Pub Date: July 1st, 2003
ISBN: 0-312-31498-1
Publisher: St. Martin's

Take a globetrotting English engineer; have him fall for a glamorous Frenchwoman; stir well; add a second woman and a dash of glitz. That’s the recipe for this third fiction from Glendinning (Electricity, 1995, etc.), best known for her literary biographies.
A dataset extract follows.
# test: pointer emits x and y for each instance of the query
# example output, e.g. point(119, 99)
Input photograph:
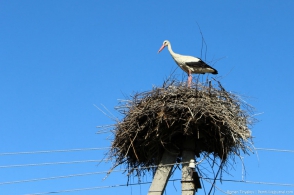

The engineer is the 38-year-old Martagon. It’s an exciting time for the world (the cusp of the third millennium) and a welcome one for his cutting-edge engineering skills (glass is his specialty). He’d started out with a paternalistic firm and overseen its merger with a cutthroat competitor, inadvertently betraying his ex-employer but gaining a friend in Giles Harper, his new partner. A loner with no permanent girlfriend, Martagon finds an alternative family in the very married Giles and Amanda, along with Giles’s “frail” sister Julie, who is raising her son alone after being abandoned by her Ethiopian husband. In time, Martagon parts from the overly aggressive Giles but works for him as a consultant on a glitzy high-tech airport in Provence, where he meets the dazzling redhead Marina, who is selling the family chateau for conversion into an airport hotel. For both, this is the Big One: no-holds-barred romantic love, expressed in language unfailingly banal. The two discuss living together, choosing to ignore the cultural differences between French and Anglo-Saxon that Diane Johnson has dissected so brilliantly in her novels. Meanwhile, in attending to Marina, Martagon has overlooked a flaw in the terminal roof, setting the project back five months. He returns to London, where he unaccountably yet repeatedly beds the frail Julie. Marina finds out. As he had after the airport debacle, Martagon reproaches himself for dishonorable behavior. (“Honor” and “balance” are concepts that Glendinning parades frequently, perhaps to give ballast to the fluff.) Marina forgives him, but then he loses her outright, because of his own poor scheduling.

Time wounds all heels, they say, and Martagon does have a few bad moments, but little increase in self-knowledge. About par for this superficial man and superficial novel.